Ahmed menekankan bahwa emosi yang tampak personal atau privat ini sesungguhnya dipengaruhi oleh struktur sosial dan ekonomi yang lebih besar. Seperti diskriminasi, ketimpangan kerja, dan tekanan hidup di diaspora.
Dengan demikian, setiap senyum, tawa, atau pelukan menjadi bentuk negosiasi dan resistensi. Yakni, perempuan memilih bagaimana menampilkan diri mereka, mempertahankan hubungan dengan orang-orang terkasih, dan menegaskan hak mereka untuk “merasa di rumah” di dunia yang tidak selalu ramah.
Kamera Kuswandi menangkap tubuh dan gerak ini dengan intim: tangan yang menyiapkan teh, bahu yang bersandar satu sama lain, langkah ringan menari di dapur setelah hari panjang. Semua tindakan ini, meski sederhana, menjadi ekspresi kekuatan kolektif.
Sara Ahmed menekankan bahwa emosi kolektif ini bukan hanya reaksi pribadi, melainkan medium keterlibatan sosial yang membangun komunitas dan solidaritas. Dengan memperhatikan tubuh dan emosi, Ratu-Ratu Queens menunjukkan bahwa menjadi migran perempuan bukan hanya soal bekerja atau bertahan hidup, tetapi juga tentang bagaimana mereka merawat diri sendiri dan satu sama lain.
Konsep “diaspora space” dalam Ratu-Ratu Quuens
Serial ini juga menyoroti pertanyaan kepemilikan rumah dalam konteks budaya dan bahasa. Dalam Ratu-Ratu Queens, penggunaan bahasa campuran (Indonesia, Inggris, dan logat Betawi) menjadi indikator utama identitas hibrida para tokoh.
Stuart Hall, dalam esainya berjudul “Cultural Identity and Diaspora“, menekankan bahwa identitas diaspora tidak pernah statis. Ia selalu dalam proses negosiasi; dibentuk oleh pengalaman sejarah, budaya, dan interaksi sosial.
Dalam konteks Ratu-Ratu Quuens, kode bahasa yang berganti-ganti mencerminkan proses itu. Para tokoh menyesuaikan diri dengan lingkungan baru, tetapi juga mempertahankan koneksi dengan akar budaya mereka. Identitas mereka terbentuk bukan dari satu budaya saja, tetapi dari interaksi berkelanjutan antara yang-lama dan yang-baru.

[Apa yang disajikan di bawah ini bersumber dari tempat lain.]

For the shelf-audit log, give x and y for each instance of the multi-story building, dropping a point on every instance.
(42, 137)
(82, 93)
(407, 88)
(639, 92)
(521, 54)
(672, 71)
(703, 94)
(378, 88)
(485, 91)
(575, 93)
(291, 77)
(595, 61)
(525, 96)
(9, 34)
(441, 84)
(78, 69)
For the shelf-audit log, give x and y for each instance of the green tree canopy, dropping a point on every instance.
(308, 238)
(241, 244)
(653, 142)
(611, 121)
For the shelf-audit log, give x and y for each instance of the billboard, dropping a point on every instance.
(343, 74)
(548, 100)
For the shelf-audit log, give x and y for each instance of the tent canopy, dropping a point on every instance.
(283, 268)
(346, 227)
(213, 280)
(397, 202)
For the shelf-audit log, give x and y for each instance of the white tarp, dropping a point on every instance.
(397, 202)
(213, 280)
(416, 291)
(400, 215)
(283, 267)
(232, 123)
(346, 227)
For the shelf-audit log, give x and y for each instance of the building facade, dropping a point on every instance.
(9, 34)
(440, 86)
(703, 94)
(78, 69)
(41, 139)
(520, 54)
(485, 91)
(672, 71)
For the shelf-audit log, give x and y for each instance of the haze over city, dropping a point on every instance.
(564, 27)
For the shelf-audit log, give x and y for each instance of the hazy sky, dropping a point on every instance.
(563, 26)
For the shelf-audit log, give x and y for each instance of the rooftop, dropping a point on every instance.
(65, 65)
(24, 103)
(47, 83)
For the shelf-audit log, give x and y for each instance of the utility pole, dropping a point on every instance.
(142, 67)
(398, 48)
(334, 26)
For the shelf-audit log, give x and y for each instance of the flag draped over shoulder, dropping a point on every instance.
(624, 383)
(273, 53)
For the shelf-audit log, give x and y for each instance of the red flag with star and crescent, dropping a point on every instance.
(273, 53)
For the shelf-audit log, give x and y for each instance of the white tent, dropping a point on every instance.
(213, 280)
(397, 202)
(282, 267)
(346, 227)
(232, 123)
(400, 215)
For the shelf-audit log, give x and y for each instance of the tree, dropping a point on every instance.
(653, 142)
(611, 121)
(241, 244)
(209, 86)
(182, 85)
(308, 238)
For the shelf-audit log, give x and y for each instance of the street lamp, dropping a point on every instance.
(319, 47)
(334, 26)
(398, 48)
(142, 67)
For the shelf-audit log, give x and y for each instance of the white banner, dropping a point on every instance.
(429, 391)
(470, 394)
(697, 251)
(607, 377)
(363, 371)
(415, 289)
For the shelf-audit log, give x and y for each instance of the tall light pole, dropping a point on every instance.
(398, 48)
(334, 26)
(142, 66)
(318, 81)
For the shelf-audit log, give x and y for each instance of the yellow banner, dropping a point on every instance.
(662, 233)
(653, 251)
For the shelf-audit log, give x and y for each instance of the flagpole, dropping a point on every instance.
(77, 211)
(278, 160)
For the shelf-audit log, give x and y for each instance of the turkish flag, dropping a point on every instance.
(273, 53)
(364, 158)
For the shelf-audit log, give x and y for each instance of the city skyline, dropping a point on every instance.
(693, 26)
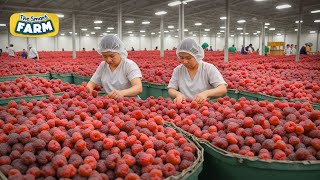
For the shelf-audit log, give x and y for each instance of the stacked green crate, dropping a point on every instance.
(80, 79)
(5, 101)
(221, 164)
(64, 77)
(12, 78)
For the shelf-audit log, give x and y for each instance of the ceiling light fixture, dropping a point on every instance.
(283, 6)
(241, 21)
(159, 13)
(315, 11)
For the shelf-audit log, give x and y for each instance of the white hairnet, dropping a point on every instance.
(190, 46)
(112, 43)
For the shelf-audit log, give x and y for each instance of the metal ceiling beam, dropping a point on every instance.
(43, 3)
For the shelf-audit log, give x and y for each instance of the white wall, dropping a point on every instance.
(139, 43)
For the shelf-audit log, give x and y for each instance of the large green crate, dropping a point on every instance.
(270, 98)
(193, 172)
(157, 90)
(12, 78)
(220, 165)
(64, 77)
(79, 79)
(5, 101)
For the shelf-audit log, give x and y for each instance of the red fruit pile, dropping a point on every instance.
(78, 136)
(279, 130)
(35, 86)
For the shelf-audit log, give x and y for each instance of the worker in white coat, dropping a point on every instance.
(33, 53)
(194, 78)
(119, 76)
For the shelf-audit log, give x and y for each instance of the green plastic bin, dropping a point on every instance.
(233, 93)
(220, 165)
(79, 79)
(269, 98)
(5, 101)
(193, 172)
(12, 78)
(64, 77)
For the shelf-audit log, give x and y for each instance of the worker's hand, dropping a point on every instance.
(180, 97)
(199, 98)
(115, 94)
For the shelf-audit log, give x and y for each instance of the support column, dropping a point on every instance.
(200, 36)
(79, 39)
(299, 31)
(140, 42)
(215, 42)
(73, 35)
(284, 37)
(244, 36)
(262, 40)
(119, 20)
(54, 43)
(8, 36)
(151, 42)
(161, 38)
(226, 42)
(181, 22)
(317, 45)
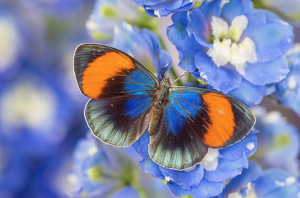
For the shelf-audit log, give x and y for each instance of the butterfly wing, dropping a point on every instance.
(193, 120)
(121, 92)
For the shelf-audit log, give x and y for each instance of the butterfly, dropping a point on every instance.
(127, 99)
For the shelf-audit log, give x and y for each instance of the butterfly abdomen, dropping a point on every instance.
(161, 99)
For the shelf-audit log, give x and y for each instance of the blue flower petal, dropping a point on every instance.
(199, 27)
(248, 93)
(270, 88)
(224, 78)
(266, 73)
(248, 175)
(237, 150)
(227, 169)
(128, 191)
(236, 8)
(204, 190)
(150, 167)
(272, 39)
(185, 45)
(186, 179)
(269, 183)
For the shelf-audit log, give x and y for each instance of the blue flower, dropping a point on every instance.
(278, 141)
(108, 13)
(55, 8)
(237, 49)
(142, 45)
(288, 90)
(12, 49)
(165, 7)
(206, 179)
(253, 182)
(288, 9)
(102, 171)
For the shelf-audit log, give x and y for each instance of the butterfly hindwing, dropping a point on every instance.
(193, 120)
(119, 121)
(121, 92)
(102, 72)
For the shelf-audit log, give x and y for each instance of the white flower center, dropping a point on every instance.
(210, 161)
(227, 45)
(28, 104)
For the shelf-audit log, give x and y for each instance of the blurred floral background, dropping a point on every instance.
(248, 49)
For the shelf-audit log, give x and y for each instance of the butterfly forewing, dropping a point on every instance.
(121, 90)
(193, 120)
(103, 72)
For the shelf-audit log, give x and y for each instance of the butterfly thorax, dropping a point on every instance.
(161, 100)
(162, 94)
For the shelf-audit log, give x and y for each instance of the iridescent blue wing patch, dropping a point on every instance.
(193, 120)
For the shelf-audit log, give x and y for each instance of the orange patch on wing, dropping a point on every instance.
(102, 68)
(222, 120)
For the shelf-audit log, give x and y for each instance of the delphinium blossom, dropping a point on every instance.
(288, 90)
(255, 182)
(237, 49)
(278, 141)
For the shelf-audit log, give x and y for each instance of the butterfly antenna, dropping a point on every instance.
(179, 77)
(159, 61)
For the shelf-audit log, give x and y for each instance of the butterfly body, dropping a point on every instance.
(160, 101)
(127, 99)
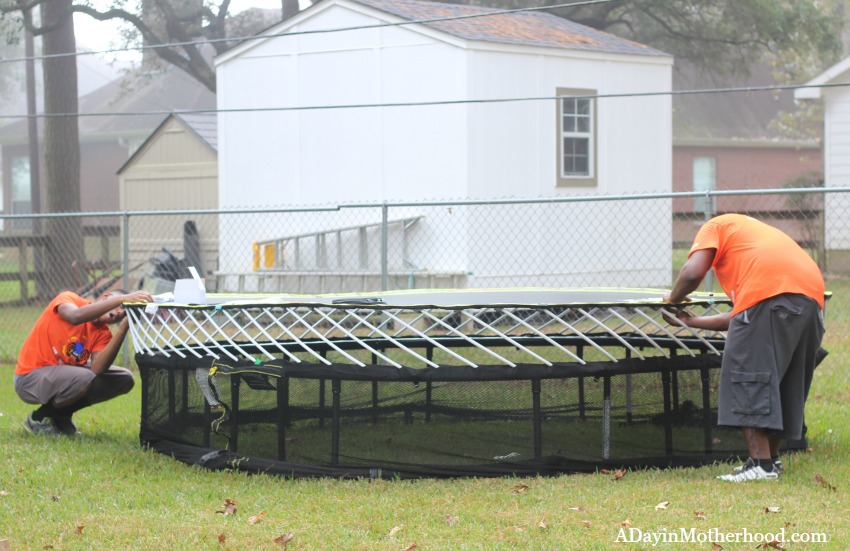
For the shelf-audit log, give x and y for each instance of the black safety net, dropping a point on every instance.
(382, 421)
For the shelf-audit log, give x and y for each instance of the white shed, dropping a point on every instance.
(376, 100)
(836, 169)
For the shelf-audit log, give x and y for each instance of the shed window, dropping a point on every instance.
(577, 137)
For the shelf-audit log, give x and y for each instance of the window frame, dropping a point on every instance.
(592, 178)
(707, 182)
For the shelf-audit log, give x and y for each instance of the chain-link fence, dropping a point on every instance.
(622, 241)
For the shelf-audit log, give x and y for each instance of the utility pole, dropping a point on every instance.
(34, 157)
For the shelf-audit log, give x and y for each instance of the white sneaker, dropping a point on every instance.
(777, 466)
(750, 471)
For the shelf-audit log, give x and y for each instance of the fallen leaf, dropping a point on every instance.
(229, 507)
(824, 484)
(256, 518)
(519, 488)
(283, 539)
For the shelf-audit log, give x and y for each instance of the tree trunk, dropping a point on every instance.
(61, 146)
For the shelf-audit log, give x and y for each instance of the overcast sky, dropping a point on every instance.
(96, 35)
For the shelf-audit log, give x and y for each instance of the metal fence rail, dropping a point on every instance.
(614, 241)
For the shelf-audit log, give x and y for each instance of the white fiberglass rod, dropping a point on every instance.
(623, 341)
(582, 335)
(512, 341)
(641, 333)
(392, 340)
(467, 339)
(547, 338)
(300, 343)
(329, 342)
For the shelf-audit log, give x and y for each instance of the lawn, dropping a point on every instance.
(102, 491)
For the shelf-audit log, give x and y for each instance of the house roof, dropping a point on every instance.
(520, 28)
(535, 28)
(129, 107)
(839, 70)
(203, 125)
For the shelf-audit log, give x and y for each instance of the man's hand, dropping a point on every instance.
(136, 296)
(668, 298)
(676, 316)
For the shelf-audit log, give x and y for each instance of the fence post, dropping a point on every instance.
(384, 237)
(125, 282)
(708, 213)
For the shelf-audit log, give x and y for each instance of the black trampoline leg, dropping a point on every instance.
(706, 410)
(537, 420)
(606, 417)
(282, 416)
(336, 389)
(234, 413)
(321, 402)
(668, 414)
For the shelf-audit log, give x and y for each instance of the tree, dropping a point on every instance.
(724, 36)
(61, 134)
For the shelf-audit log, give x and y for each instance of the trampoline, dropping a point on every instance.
(431, 383)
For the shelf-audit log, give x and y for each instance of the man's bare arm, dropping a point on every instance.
(75, 315)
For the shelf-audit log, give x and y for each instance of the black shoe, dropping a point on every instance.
(45, 426)
(65, 426)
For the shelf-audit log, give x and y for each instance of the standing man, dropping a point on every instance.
(775, 331)
(65, 363)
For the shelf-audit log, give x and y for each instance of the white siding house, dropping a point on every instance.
(836, 153)
(426, 122)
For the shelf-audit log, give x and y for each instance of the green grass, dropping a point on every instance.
(130, 498)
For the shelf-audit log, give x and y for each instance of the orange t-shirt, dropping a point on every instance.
(54, 341)
(755, 261)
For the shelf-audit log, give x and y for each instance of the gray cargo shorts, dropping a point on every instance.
(768, 362)
(65, 384)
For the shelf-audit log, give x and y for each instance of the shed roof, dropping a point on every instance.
(203, 125)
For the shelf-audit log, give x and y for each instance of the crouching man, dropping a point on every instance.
(65, 363)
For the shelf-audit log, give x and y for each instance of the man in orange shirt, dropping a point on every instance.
(775, 330)
(66, 362)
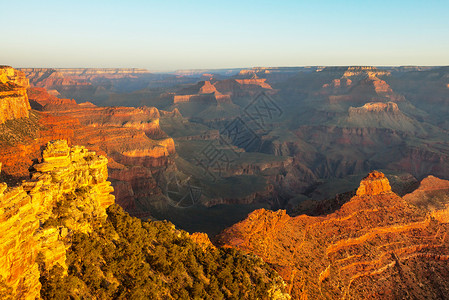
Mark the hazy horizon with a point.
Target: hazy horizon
(179, 35)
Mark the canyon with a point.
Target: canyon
(377, 245)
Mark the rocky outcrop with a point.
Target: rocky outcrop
(374, 184)
(203, 91)
(68, 192)
(432, 194)
(262, 82)
(47, 77)
(375, 246)
(375, 107)
(13, 96)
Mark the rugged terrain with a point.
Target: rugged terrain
(377, 245)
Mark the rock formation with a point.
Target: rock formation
(374, 184)
(13, 97)
(203, 91)
(68, 191)
(377, 245)
(130, 137)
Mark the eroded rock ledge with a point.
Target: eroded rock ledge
(68, 191)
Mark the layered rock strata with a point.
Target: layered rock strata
(377, 245)
(68, 191)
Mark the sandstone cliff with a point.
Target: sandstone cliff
(377, 245)
(68, 192)
(13, 97)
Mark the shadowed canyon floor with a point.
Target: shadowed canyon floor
(377, 245)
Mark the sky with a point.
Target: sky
(169, 35)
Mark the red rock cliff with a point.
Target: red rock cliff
(377, 246)
(13, 97)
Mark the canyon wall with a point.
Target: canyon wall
(377, 245)
(13, 96)
(68, 191)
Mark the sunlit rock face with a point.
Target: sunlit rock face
(68, 191)
(374, 184)
(377, 245)
(13, 96)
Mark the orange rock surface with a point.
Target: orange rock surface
(129, 137)
(377, 245)
(13, 97)
(72, 177)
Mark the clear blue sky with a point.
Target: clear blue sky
(169, 35)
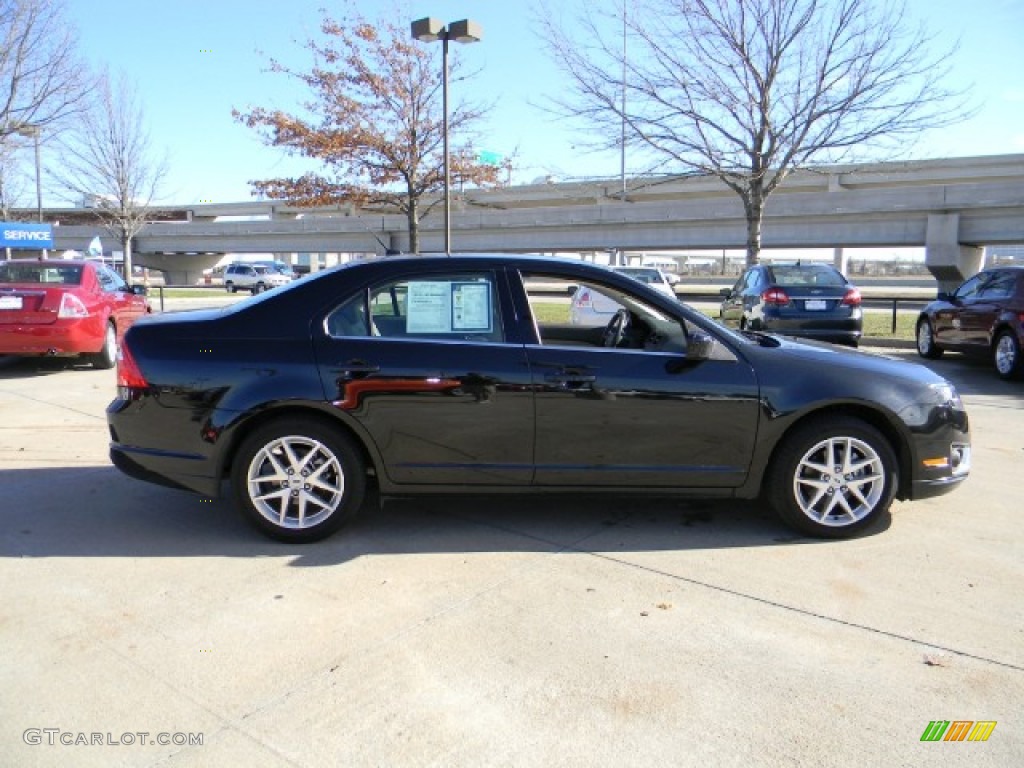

Sementara itu, Avtar Brah, dalam Cartographies of Diaspora (1996) menekankan pentingnya konsep “diaspora space”, yakni ruang sosial dan geografis di mana identitas diaspora terbentuk, dinegosiasikan, dan terus berkembang. Ruang ini tidak statis, melainkan bersifat “liminal” atau berada di antara budaya asal dan budaya baru.
Dalam konteks Ratu-Ratu Queens, apartemen kecil para tokoh di Queens, pasar lokal tempat mereka bekerja, atau komunitas Indonesia di kota besar bukan sekadar latar fisik. Semua itu merupakan diaspora space yang memungkinkan para tokoh merasakan keterhubungan, sekaligus menghadapi ketegangan budaya.
Mereka harus menyeimbangkan antara adaptasi terhadap norma dan kebiasaan baru, serta mempertahankan ikatan dan identitas budaya mereka sendiri. Ruang liminal ini membentuk karakter mereka, memaksa mereka bernegosiasi secara terus-menerus dengan dunia baru.

Selain itu, diaspora space juga menekankan interaksi sosial sebagai medium pembentukan identitas. Dalam serial ini, interaksi sehari-hari antara Party, Chinta, Ance, dan Biyah (mulai dari berbagi makanan, bercanda, hingga menyelesaikan konflik kecil) merupakan praktik sosial yang membangun identitas kolektif mereka.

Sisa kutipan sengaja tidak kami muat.